Ah ! c’est Églé, c’est ma chère femme ; la voilà, sinon que la véritable est encore plus belle.

(Il baise le portrait.)

MESROU.

Du moins cela la représente.

AZOR.
Oui, cela la fait désirer. (Il le baise encore.)

ÉGLÉ.
Je n’y trouve qu’un défaut ; quand il le baise, ma copie à tout.
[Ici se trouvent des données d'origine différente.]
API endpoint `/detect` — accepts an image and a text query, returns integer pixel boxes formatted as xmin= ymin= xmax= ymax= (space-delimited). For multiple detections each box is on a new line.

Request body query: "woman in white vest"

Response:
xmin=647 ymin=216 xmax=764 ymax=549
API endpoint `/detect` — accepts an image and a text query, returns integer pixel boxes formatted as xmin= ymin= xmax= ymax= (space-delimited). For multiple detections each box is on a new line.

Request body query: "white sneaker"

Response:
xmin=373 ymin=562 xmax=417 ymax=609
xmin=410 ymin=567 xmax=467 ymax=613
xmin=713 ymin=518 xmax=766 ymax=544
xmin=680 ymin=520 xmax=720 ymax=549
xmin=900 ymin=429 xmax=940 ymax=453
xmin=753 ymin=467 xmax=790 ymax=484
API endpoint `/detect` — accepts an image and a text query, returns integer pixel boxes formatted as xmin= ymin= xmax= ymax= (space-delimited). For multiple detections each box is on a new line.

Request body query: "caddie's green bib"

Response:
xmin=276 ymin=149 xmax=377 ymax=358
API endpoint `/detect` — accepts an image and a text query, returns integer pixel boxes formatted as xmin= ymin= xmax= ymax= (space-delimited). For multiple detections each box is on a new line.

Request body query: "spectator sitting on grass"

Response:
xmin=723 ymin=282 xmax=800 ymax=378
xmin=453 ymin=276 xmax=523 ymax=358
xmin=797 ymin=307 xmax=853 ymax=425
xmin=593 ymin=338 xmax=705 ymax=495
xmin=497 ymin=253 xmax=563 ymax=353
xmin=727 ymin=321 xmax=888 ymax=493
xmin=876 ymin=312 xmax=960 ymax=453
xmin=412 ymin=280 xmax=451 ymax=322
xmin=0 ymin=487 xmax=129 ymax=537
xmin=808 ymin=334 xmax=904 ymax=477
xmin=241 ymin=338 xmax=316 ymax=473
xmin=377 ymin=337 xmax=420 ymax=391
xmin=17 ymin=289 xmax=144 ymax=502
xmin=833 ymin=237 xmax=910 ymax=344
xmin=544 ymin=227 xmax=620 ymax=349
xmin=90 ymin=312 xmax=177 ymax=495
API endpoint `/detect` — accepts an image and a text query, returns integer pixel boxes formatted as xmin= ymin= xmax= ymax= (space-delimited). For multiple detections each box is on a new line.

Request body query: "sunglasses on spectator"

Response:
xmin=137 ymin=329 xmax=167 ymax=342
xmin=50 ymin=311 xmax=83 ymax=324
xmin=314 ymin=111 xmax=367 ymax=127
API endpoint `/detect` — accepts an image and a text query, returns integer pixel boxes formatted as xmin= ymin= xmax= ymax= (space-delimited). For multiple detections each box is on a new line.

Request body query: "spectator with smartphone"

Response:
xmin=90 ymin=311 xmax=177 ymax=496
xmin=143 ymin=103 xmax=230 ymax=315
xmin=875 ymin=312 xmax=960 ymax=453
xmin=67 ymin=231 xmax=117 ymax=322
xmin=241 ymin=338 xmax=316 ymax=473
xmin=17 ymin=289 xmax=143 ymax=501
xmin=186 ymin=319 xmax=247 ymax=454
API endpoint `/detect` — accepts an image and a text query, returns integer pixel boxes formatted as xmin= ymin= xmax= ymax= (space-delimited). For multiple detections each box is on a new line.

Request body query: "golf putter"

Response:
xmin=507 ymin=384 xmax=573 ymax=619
AZOR, prenant sa main qu’il baise.
Ôtons ce défaut-là.

ÉGLÉ.
Ah çà ! j’en veux autant pour m’amuser.

MESROU.
Choisissez de son portrait ou du vôtre.

ÉGLÉ.
Je les retiens tous deux.

MESROU.
Oh ! il faut opter, s’il vous plaît ; je suis bien aise d’en garder un.

ÉGLÉ.
Eh bien, en ce cas-là, je n’ai que faire de vous pour avoir Azor, car j’ai déjà son portrait dans mon esprit ; aussi donnez-moi le mien, je les aurai tous deux.

CARISE.
Le voilà d’une autre manière. Cela s’appelle un miroir ; il n’y a qu’à presser cet endroit pour l’ouvrir. Adieu, nous reviendrons vous trouver dans quelque temps ; mais, de grâce, songez aux petites absences.